2. Upon the lapse of the retention period, the Data Controller shall erase the personal data.

3. If you contact our customer service centre or in the case of normal communication with us, we will erase your personal data much earlier than in the above-mentioned time limits. We will retain your personal data for as long as necessary to fulfil the purposes of our Privacy Policy or to comply with statutory obligations.

V. Your Rights

1. Under the conditions set out in the GDPR, you shall have

  • The right to access your personal data pursuant to Article 15 of the GDPR,
  • The right to rectify your personal data pursuant to Article 16 of the GDPR or to restrict processing pursuant to Article 18 of the GDPR,
  • The right to erase your personal data pursuant to Article 17 of the GDPR,
  • The right to object to processing pursuant to Article 21 of the GDPR,
  • The right to data portability pursuant to Article 20 of the GDPR, and
  • The right to withdraw your consent to processing in writing or electronically using the address or e-mail of the Data Controller specified in Article I of this Privacy Policy.

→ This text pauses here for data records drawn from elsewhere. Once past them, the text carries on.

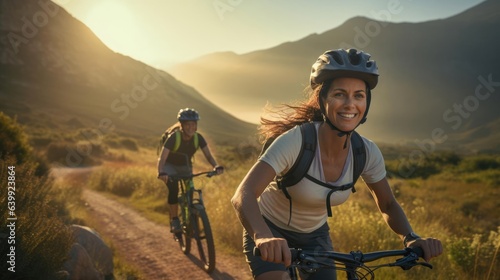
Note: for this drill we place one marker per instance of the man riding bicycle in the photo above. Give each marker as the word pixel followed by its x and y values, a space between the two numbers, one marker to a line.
pixel 182 141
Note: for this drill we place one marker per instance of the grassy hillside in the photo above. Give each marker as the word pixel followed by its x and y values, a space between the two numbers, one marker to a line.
pixel 455 201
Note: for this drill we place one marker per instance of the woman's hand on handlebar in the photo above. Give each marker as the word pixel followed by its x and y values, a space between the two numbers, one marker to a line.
pixel 274 250
pixel 219 169
pixel 432 247
pixel 163 176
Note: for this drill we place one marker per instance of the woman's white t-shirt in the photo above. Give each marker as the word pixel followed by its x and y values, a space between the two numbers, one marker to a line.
pixel 309 199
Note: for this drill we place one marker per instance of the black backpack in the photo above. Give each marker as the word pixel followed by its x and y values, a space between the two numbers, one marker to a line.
pixel 304 159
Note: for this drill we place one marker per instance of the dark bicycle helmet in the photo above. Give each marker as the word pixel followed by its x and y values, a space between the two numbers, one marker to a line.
pixel 188 114
pixel 344 63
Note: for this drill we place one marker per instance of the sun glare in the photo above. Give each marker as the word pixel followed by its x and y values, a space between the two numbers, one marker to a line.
pixel 118 27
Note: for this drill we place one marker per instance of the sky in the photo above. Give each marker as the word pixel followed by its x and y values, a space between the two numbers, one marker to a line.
pixel 162 33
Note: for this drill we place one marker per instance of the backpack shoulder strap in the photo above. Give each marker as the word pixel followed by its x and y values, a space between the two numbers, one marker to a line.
pixel 359 153
pixel 177 141
pixel 304 159
pixel 196 141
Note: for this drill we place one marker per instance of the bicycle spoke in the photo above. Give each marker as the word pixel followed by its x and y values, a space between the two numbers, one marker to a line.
pixel 204 238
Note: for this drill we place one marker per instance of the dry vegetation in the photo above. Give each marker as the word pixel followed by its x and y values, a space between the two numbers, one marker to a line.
pixel 456 202
pixel 451 197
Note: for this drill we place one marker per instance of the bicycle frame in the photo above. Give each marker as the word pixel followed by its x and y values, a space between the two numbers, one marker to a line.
pixel 308 262
pixel 187 200
pixel 194 220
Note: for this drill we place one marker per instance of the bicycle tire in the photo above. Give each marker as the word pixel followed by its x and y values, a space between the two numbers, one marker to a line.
pixel 184 237
pixel 204 238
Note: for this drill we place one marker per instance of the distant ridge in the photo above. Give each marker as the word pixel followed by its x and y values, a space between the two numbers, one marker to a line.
pixel 57 74
pixel 430 73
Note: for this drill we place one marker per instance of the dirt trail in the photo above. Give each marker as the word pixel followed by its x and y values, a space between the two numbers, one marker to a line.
pixel 151 247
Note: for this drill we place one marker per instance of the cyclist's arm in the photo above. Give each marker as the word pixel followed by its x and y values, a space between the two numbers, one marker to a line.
pixel 245 203
pixel 161 162
pixel 209 157
pixel 390 209
pixel 396 219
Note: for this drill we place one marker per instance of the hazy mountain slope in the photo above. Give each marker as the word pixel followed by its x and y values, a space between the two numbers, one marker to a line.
pixel 428 70
pixel 55 72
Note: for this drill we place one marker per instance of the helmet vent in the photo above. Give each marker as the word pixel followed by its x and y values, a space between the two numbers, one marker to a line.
pixel 336 56
pixel 354 58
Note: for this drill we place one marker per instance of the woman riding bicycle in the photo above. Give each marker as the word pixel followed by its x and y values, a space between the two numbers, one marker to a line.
pixel 340 91
pixel 176 157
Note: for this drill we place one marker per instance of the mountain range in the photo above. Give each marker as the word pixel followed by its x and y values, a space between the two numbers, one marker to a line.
pixel 439 77
pixel 55 73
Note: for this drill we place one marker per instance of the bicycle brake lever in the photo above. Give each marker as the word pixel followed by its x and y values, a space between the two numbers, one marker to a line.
pixel 410 261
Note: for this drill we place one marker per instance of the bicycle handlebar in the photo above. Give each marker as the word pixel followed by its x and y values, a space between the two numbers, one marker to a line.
pixel 410 256
pixel 189 176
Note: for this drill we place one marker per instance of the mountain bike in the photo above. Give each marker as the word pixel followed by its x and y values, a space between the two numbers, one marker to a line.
pixel 352 263
pixel 194 220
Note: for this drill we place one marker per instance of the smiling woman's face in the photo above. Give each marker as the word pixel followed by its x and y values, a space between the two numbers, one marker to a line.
pixel 345 103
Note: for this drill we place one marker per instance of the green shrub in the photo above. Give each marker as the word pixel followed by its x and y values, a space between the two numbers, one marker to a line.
pixel 13 142
pixel 42 241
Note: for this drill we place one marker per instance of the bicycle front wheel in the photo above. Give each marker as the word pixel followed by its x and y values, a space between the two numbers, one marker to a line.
pixel 184 237
pixel 204 238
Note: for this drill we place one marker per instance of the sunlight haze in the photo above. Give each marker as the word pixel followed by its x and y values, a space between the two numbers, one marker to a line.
pixel 162 33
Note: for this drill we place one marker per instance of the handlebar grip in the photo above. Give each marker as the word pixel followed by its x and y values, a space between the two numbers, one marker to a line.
pixel 295 252
pixel 418 251
pixel 256 252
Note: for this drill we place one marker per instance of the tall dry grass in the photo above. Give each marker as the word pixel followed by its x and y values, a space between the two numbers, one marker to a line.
pixel 460 213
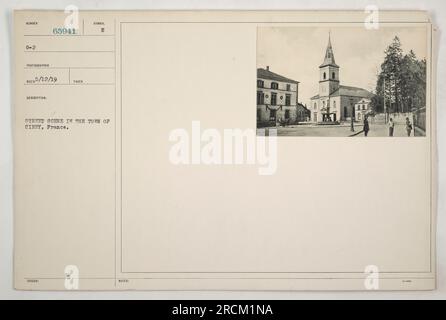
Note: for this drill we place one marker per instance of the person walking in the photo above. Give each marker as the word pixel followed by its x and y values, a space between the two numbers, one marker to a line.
pixel 408 127
pixel 391 125
pixel 366 126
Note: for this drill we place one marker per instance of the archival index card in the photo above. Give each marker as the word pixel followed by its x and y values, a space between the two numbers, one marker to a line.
pixel 224 150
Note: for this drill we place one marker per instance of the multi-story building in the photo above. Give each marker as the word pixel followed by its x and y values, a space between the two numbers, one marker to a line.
pixel 362 107
pixel 277 98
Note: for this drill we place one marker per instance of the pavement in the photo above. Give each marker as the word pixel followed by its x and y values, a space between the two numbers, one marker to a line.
pixel 376 130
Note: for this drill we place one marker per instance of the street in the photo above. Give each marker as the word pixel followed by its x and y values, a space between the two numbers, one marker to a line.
pixel 376 130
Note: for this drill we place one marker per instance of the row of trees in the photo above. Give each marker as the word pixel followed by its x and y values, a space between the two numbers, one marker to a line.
pixel 401 83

2. We are always committed to providing data subjects with information on what personal data we process, or to performing a rectification of such personal data. You may submit your request in writing or electronically to the address or e-mail of the Data Controller specified in Article I of this Privacy Policy. Please note that if we are not able to verify your identity electronically or if we have reasonable doubt about your identity, we will ask you to present your identity card at the registered office of the Data Controller. Only then can we ensure that we will not provide your personal data to a person who is impersonating you. We will process your requests in the shortest time possible. Depending on the complexity and extent of the request, it may take several weeks for it to be handled. In some cases, we cannot rectify your personal data. These include, for example, cases where your incorrect or outdated personal data (such as your family surname) are contained in a tax document that we archive under the law.

3. You shall also have the right to file a complaint with the Office for Personal Data Protection if you believe that your privacy has been violated.

VI. Personal Data Security Conditions

1. The Data Controller declares that it has taken all reasonable technical and organisational measures to safeguard personal data that will protect your personal data from unauthorised or unlawful processing and from unintentional loss, destruction or damage.

2. The Data Controller has taken technical and organisational measures to secure data warehouses and personal data repositories in printed form.

3. The Data Controller declares that personal data can only be accessed by persons authorised by the Data Controller.

VII. Final Provisions

1. By sending an order from the online order form, you acknowledge that you are familiar with the Privacy Policy and that you accept it in its entirety.

2. You give your consent to this Privacy Policy by ticking your consent via the online form. By ticking your consent, you acknowledge that you are familiar with the Privacy Policy and that you accept it in its entirety.

3. The Data Controller is entitled to change this Privacy Policy. The new version of the Privacy Policy will be published on its website.

This Privacy Policy shall enter into effect as of 25 May 2018.